• States Extend Historic Preservation Tax Credits
  • December 8, 2015 | Authors: David H. Godenswager; David M. Kall
  • Law Firm: McDonald Hopkins LLC - Cleveland Office
  • North Carolina

    An article in The News & Observer this past summer opined on the state of historic tax credits in the Tar Heel State. The article cited a legislator who lamented the fact that in the economic development arena, “South Carolina is eating our lunch,” and the president of Preservation North Carolina, Myrick Howard, agreed that North Carolina is losing its advantage in the preservation of architectural and historic resources.

    Myrick attributed this to the December 2014 sunset of tax credits that made it easier to rehabilitate historic structures. Indeed, he declared, the effects of the tax credit were tangible: The private sector spent nearly $2 billion to revive key areas throughout the state, like downtown Durham, Raleigh, Winston-Salem, Asheville, Salisbury, Mount Airy, New Bern, and Edenton during the existence of the tax credit.

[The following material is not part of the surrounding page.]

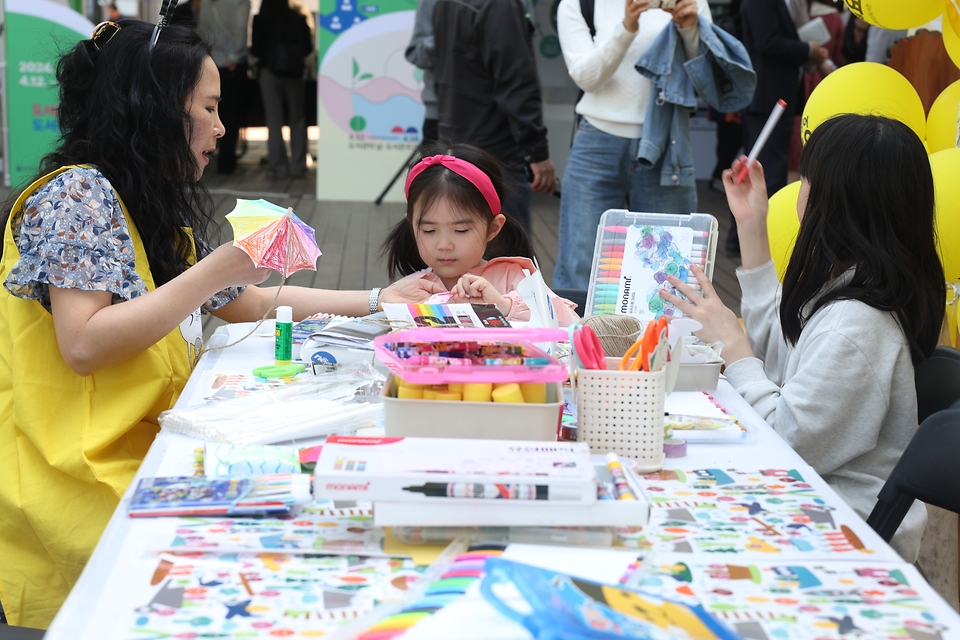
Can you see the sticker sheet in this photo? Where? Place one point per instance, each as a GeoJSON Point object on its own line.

    However, tax credits are not without controversy. Some opponents claim that these kinds of tax credits go against tax reform and leave local governments without skin in the game. Nevertheless, support for the tax credits is generally widespread, and Howard observed, “[p]robably no tax incentive in North Carolina has generated a better return for the state in jobs, economic development, and community livability and pride. Without this incentive, North Carolina is losing out; jobs and investors are leaving the state in droves. Buildings are sitting empty.”

    Recognition of the economic impact of the credits is evident in the 2015-17 budget. Lawmakers renewed the tax credits on income producing properties, effective Jan. 1, 2016. They also allocated $8 million of general funds for the biennium.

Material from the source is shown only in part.